The recent Creation Museum visit taken by 300 secularists has been getting lots of attention and even an article from ABC. While overall I found the article to be pretty fair and balanced, I couldn’t help noticing that there was an error. You may have heard the story of Derek Rodgers (namedrop: I knew him personally before he became famous!) who got kicked out for wearing a shirt that said “There’s probably no God, now stop worrying and enjoy your life.” In the article, the shirt, and the bus campaign slogan, is quoted as saying “There’s probably no God, so get over it.”
Now, a quick Google image search, and the above photo (although you still can’t really see the shirt all that clearly) are evidence that that’s not what the slogan actually says.

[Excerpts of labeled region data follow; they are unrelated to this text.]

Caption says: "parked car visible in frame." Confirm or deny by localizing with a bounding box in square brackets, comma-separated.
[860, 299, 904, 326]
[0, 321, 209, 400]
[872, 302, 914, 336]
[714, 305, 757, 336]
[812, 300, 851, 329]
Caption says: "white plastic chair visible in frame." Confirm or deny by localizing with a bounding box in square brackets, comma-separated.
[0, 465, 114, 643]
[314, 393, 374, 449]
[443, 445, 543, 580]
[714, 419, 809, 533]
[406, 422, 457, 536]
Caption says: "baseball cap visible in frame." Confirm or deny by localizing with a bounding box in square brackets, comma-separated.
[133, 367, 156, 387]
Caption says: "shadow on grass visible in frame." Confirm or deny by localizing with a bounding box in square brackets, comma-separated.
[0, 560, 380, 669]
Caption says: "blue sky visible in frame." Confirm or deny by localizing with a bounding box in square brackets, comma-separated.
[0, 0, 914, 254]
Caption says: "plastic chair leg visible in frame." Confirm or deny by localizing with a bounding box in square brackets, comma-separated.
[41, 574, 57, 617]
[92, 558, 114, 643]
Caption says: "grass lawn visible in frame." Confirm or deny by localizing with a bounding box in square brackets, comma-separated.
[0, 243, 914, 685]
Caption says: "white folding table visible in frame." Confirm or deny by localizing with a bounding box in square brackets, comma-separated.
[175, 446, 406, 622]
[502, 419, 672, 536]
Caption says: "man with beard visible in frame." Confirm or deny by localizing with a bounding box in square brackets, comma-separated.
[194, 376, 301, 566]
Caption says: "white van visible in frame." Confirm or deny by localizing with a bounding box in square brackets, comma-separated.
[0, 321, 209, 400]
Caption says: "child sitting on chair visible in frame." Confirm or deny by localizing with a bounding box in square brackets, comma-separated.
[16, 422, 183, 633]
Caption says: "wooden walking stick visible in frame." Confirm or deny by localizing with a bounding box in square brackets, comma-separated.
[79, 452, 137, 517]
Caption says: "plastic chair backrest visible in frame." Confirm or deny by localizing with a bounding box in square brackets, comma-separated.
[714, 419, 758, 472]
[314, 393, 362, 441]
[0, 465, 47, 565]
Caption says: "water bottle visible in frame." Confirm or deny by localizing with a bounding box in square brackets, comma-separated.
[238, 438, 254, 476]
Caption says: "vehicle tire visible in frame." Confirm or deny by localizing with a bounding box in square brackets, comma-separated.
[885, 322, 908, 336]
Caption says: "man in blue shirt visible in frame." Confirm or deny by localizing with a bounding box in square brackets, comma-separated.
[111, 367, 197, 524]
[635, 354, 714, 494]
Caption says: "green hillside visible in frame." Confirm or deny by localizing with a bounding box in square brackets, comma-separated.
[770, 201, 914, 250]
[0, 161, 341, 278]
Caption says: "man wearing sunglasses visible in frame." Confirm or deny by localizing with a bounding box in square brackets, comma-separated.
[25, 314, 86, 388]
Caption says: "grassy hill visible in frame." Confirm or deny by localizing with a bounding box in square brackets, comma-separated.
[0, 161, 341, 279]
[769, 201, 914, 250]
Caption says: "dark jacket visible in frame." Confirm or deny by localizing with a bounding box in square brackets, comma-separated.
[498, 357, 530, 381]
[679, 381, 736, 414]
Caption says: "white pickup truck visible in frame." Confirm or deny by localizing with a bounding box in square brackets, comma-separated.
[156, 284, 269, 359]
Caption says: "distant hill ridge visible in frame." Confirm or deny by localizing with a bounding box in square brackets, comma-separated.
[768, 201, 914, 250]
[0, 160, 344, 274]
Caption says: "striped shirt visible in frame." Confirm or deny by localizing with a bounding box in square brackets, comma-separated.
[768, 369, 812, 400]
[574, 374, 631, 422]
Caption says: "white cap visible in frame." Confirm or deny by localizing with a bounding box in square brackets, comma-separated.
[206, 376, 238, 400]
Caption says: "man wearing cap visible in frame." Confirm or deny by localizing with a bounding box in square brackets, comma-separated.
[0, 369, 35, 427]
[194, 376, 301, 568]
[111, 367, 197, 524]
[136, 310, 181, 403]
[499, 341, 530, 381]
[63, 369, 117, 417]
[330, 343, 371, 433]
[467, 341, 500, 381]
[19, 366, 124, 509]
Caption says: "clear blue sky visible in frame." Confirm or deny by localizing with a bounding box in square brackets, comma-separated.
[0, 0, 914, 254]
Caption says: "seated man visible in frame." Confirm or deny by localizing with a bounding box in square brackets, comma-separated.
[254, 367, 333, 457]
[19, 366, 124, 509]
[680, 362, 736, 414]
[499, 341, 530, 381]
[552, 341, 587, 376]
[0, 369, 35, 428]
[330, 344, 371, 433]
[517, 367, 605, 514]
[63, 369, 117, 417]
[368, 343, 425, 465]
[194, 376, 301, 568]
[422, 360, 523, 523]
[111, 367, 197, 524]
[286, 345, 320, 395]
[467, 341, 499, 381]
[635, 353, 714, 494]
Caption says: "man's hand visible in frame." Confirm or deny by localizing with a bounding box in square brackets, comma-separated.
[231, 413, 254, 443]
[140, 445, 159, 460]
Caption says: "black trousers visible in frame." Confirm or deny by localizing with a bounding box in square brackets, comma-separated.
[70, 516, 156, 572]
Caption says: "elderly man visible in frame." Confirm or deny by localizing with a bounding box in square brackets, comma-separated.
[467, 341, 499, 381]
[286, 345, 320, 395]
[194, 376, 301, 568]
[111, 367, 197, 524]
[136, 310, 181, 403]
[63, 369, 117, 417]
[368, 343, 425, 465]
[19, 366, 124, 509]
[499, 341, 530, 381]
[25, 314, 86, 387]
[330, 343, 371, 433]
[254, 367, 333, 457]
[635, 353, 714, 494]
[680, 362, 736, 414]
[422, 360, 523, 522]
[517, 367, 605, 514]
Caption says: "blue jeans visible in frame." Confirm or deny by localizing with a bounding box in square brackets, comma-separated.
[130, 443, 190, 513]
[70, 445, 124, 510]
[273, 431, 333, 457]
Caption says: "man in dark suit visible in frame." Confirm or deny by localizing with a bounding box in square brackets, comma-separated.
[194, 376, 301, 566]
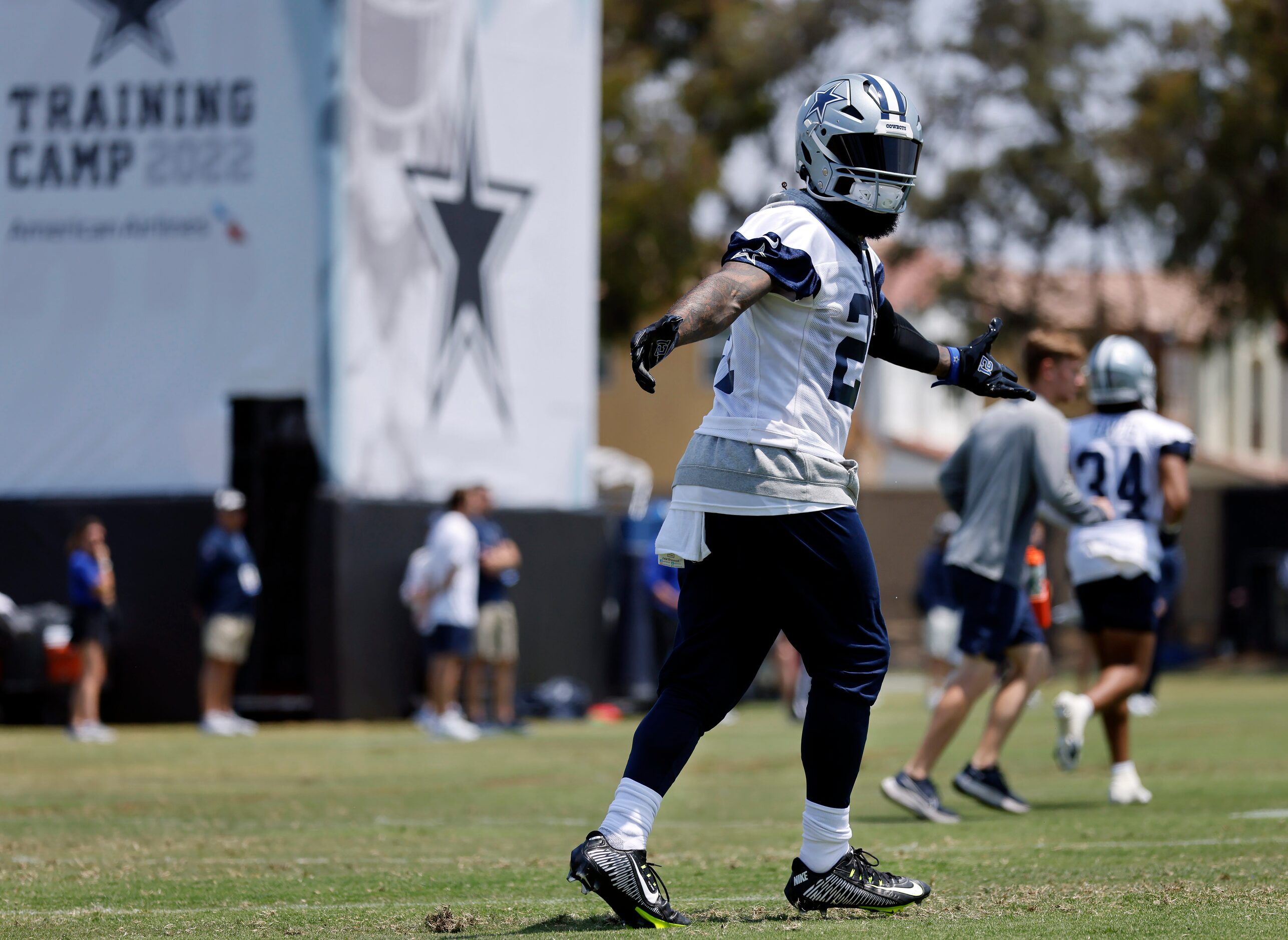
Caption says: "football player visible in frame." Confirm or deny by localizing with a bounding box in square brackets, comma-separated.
[568, 75, 1033, 927]
[881, 330, 1110, 823]
[1055, 336, 1194, 803]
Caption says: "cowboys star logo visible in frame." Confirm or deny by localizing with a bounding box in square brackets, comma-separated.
[405, 57, 532, 423]
[81, 0, 182, 68]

Minor error? You might say that, but there’s also some cheesy saying about the devil being in the details.
I would say that there is a big difference between saying that the shirt said “stop worrying and enjoy your life” and “get over it.” The devoutly religious will probably still be offended either way, but the average passerby who reads “get over it” probably thinks to himself or herself “humph, those rude Atheists are at it again being rude” whereas they’d be less likely to react negatively to the former.
So what did I do about it besides hash out a blog post? I sent ABCNews.com an e-mail using this comment form with the category of “Inaccurate Information”, told them I was an acquaintance of Derek Rodgers and happened to know what the shirt said, and politely suggested that they Google-image searched the Atheist Bus Campaign.
What I’d like to know is why more people don’t seem to get worked up about this sort of thing. My experience with a few non-atheism-related errors in articles in the past is that they get fixed. The BBC once did a sloppy job of changing an article that said the Columbine shootings occured “in Denver, Colorado” by saying they occured “near Denver” but these people pay attention to these things nonetheless. They do have reputations at stake.
And Atheists have reputations too.
News sources usually do have means of contact for tips like these from the general population and they’re not hard to find. What I don’t understand is why more people don’t do that. If you can write a letter to a senator, or, hell, if you can get worked up because somebody once spread a nasty rumor about you at school, you can find the motivation to fix errors in widely read news sources where people get their information from.